Common Mistakes & Things to Avoid
While choosing plastics for injection molding, steer clear of these mishaps:
- Selecting solely based on cost, disregarding technical viability
- Inadequate vetting for regulatory compliance (RoHS, REACH, etc.)
- Choosing opaque resins for transparent optical parts
- Assuming all flexible resins have high impact strength
- Disregarding annealing, drying, or mold release requirements
- Insufficient testing across full operating temperature spans
By carefully evaluating critical parameters and avoiding these errors, you’ll select a material delivering reliable performance across your product’s expected lifecycle.
Still Unsure? Work With a Specialist
This guide covers the essential factors for picking an optimal thermoplastic resin for injection molding.

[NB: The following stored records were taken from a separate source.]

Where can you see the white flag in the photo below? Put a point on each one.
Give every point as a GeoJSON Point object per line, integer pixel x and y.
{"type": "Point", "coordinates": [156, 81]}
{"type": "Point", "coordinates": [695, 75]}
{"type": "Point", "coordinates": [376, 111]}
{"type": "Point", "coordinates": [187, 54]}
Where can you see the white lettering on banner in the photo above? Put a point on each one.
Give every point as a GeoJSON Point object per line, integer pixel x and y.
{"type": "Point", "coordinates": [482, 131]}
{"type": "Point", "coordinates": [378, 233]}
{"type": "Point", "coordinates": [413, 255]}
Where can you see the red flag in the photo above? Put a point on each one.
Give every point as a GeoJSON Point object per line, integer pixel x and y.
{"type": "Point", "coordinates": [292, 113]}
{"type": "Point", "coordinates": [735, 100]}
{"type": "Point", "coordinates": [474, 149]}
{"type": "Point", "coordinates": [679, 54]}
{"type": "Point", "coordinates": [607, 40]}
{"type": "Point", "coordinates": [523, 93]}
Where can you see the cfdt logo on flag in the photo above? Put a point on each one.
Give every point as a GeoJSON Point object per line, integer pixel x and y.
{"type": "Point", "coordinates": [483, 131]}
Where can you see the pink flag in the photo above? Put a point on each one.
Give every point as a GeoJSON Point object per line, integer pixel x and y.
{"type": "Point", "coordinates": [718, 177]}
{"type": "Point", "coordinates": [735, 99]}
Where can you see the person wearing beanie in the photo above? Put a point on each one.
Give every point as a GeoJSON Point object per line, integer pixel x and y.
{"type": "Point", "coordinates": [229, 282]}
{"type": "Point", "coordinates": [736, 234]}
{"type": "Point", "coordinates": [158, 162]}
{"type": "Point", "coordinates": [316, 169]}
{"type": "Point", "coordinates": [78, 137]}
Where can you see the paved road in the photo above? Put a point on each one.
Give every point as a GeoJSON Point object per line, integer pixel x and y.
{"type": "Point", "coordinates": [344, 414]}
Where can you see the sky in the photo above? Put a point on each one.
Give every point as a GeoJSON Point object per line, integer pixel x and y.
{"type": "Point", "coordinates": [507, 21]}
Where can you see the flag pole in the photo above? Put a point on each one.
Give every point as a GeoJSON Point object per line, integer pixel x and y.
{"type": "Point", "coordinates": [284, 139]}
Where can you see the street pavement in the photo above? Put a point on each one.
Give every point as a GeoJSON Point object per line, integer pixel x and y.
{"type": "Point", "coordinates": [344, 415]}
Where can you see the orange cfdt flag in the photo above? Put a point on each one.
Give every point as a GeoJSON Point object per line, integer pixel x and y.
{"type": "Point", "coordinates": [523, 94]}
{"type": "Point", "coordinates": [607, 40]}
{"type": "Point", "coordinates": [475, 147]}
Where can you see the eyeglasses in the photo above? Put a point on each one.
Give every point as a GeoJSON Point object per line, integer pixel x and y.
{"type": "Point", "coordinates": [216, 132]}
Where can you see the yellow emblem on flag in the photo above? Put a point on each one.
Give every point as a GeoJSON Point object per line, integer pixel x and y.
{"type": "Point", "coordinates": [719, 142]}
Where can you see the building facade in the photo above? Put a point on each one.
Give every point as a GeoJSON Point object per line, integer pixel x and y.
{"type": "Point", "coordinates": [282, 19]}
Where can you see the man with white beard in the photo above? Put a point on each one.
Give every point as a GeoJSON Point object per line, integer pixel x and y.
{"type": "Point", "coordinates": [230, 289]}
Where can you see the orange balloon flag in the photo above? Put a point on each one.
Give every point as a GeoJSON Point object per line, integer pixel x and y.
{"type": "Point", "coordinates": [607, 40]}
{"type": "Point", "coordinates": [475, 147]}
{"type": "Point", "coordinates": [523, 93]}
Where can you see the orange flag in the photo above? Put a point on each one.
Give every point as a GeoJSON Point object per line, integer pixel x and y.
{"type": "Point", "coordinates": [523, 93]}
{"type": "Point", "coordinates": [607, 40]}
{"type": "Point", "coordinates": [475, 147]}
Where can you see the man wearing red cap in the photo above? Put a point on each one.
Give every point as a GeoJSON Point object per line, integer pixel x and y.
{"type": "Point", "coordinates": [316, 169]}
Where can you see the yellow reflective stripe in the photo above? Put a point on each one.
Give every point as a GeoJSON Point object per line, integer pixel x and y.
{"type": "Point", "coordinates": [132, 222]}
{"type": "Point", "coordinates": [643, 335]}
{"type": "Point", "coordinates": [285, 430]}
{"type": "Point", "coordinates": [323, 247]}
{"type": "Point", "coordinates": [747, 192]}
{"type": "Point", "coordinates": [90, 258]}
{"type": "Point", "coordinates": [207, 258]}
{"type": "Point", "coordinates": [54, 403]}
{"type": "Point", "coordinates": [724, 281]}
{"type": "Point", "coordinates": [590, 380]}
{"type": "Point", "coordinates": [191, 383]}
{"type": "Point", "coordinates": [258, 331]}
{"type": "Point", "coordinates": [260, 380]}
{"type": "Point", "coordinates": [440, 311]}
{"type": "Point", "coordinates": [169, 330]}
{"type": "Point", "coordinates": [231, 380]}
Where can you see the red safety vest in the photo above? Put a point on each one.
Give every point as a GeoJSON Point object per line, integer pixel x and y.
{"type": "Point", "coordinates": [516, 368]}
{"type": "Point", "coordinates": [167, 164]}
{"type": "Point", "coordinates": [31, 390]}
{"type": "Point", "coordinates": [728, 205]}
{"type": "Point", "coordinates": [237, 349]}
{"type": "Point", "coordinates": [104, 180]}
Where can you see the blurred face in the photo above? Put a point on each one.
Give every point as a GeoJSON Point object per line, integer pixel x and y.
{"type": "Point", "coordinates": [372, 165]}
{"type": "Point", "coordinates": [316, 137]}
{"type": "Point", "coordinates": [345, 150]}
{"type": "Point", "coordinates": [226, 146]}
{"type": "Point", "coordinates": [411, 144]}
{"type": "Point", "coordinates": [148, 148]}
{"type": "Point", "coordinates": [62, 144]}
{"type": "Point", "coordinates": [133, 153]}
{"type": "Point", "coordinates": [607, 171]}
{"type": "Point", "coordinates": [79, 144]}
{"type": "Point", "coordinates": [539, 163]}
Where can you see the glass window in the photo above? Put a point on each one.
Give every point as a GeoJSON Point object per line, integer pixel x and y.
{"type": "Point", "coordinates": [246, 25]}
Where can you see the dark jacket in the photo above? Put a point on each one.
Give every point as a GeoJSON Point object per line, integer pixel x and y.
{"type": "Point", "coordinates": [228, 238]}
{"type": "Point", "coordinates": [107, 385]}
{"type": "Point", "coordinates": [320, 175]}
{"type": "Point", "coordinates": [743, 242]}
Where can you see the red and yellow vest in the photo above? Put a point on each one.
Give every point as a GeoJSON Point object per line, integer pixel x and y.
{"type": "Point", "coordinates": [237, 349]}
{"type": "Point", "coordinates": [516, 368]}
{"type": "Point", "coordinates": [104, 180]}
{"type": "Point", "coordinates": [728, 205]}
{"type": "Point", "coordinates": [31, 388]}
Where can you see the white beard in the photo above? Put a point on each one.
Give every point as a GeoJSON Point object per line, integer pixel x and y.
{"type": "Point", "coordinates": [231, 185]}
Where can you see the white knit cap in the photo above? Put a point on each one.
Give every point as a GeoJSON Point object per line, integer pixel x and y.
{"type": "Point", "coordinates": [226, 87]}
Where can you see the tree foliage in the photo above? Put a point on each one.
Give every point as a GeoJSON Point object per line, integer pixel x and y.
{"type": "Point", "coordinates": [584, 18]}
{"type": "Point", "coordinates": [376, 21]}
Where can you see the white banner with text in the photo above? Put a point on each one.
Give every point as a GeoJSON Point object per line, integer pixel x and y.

But with thousands of material grades available, the options can still be confusing.
If you’re struggling to settle on a plastic, consider partnering with an experienced injection molder or resin distributor early in the product development phase. Their deep material expertise can suggest the ideal thermoplastic matching your specifications along with viable alternatives.
With a thorough selection process evaluating mechanical properties, thermal characteristics, cost, manufacturability and sustainability, you’ll choose a resin ensuring injection molding success and product longevity.
In Summary
Finding the optimal plastic for your injection molded parts is critical yet challenging. This guide outlined proven methods for screening materials efficiently.
By clearly defining product requirements upfront and weighing key performance characteristics, manufacturability, and sustainability, you’ll select an ideal material for molding and long-term reliability. Consider consulting a specialist if still undecided – the right plastic ensures your product withstands its intended operating conditions over the full lifecycle.